Danielson - Ships (2006)

Je vous avais parlé il y a quelques jours de la densité inouïe du Wowee zowee de Pavement qui déjà en 1995 flirtait avec la saturation d’informations. Onze ans plus tard, les temps changent, les folkeux à barbe (Devendra Banhart, Bon Iver, Palace, Destroyer…) ont remplacé les branleurs à chemise à carreaux sur le devant de la scène indé. Ca se passe toujours au pays de l’oncle Sam, et le chef d’orchestre de cet autre disque plein jusqu’à la gueule se nomme Daniel Smith. Sommité de la dite scène, vous avez peut-être déjà croisé son chemin sous les pseudonymes Brother Danielson, Danielson Famile ou Tri-Danielson, le jeune homme ayant l’incestueuse tendance d’embarquer sa famille dans l’histoire. En 2006 il va plus loin que ça en convoquant dans son studio de Clarksboro amis et anciens collègues "de boulot" pour donner vie à ce qu’il aura mis plus de deux ans à écrire. N’ayant que la surenchère comme sacerdoce, ce sont pas moins de 34 musiciens qui ont répondu à l’appel de la forêt, dont les noms les plus connus (Sufjan Stevens, Josiah et Yoni Wolf, Steve Albini, Deerhoof) devraient suffire à titiller la curiosité de tout folk freak digne de ce nom.

Ships en ce sens fait office d’arche de Noé du folk indé, récupérant à son bord tous les ingrédients nécessaires à sa salvation. Toutes voiles hissées, les onze titres qui en découlent impressionnent et forcent le respect. Tout comme dans le St Pepper’s Lonely Hearts Club Band de qui vous savez, le projet est massif et l’hystérie collective. Ca part dans tous les sens et du déluge sonore qui semble sans ordre convenu émergent dans de nombreux instants de magie des mélodies contagieuses. Je vous entends venir, Danielson n’est pas les Beatles et son ambition n’est pas aussi pop. Et il faut s’accrocher au ponton pour pouvoir suivre ces digressions tout azimut. Changements de rythme, instruments maltraités, breaks inattendus, chant à la limite du suraigu, la tempête bat son plein. Et si le premier voyage peut donner le mal de mer, les suivants ne seront plus que jouissance contagieuse.

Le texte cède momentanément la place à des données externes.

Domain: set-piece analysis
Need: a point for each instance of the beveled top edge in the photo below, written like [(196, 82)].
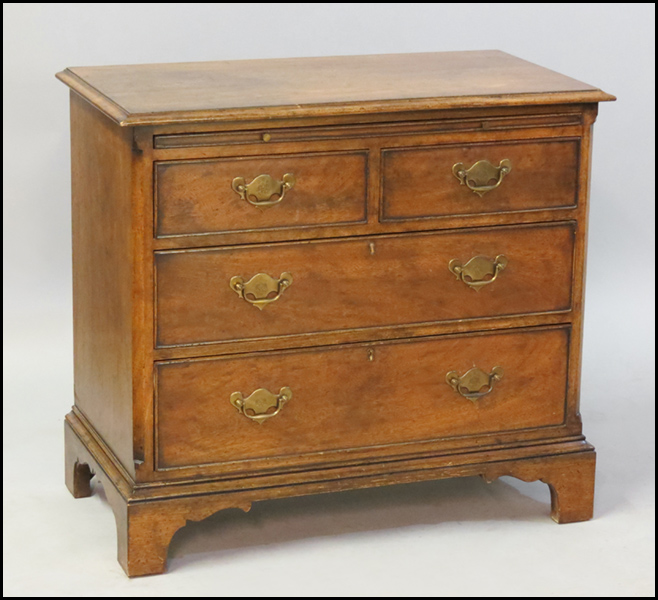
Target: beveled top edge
[(77, 78)]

Tout en rupture et contrastes, Daniel Smith dirige instruments à vent en veux-tu en voilà, instruments jouets, chœurs de maternelle, glockenspiels et autres bizarreries en autant de titres voguant entre pop théâtrale et folk forain. Du déjà vu me direz-vous. Peut-être mais avec ce je ne sais quoi en plus, qui fascine et ensorcelle à chaque écoute. Parmi les sommets de ce disque, laissez vous aller à découvrir "Ship the majestic suffix", "Bloodbook on the half shell" ou "Five stars and two thumbs up". Si vous êtes pressés, contentez-vous de "Did I step on your trumpet", simple chef d’œuvre qui ne me rappelle à rien d’autre. Croisement total des genres, emphase, chœurs, final explosif, sensationnel ! C’est pas pour dire mais Pitchfork avait noté cet album 9,1. Ca ne veut rien dire mais bon, quand même… A noter que Danielson est revenu cette année avec Trying hartz, une double compilation à laquelle je n’ai pas encore jetée l’oreille.

En bref : Manifeste freak folk d’un artiste à son sommet. Difficile d’accès mais véritable caverne d’Ali baba pour ceux qui y reviennent.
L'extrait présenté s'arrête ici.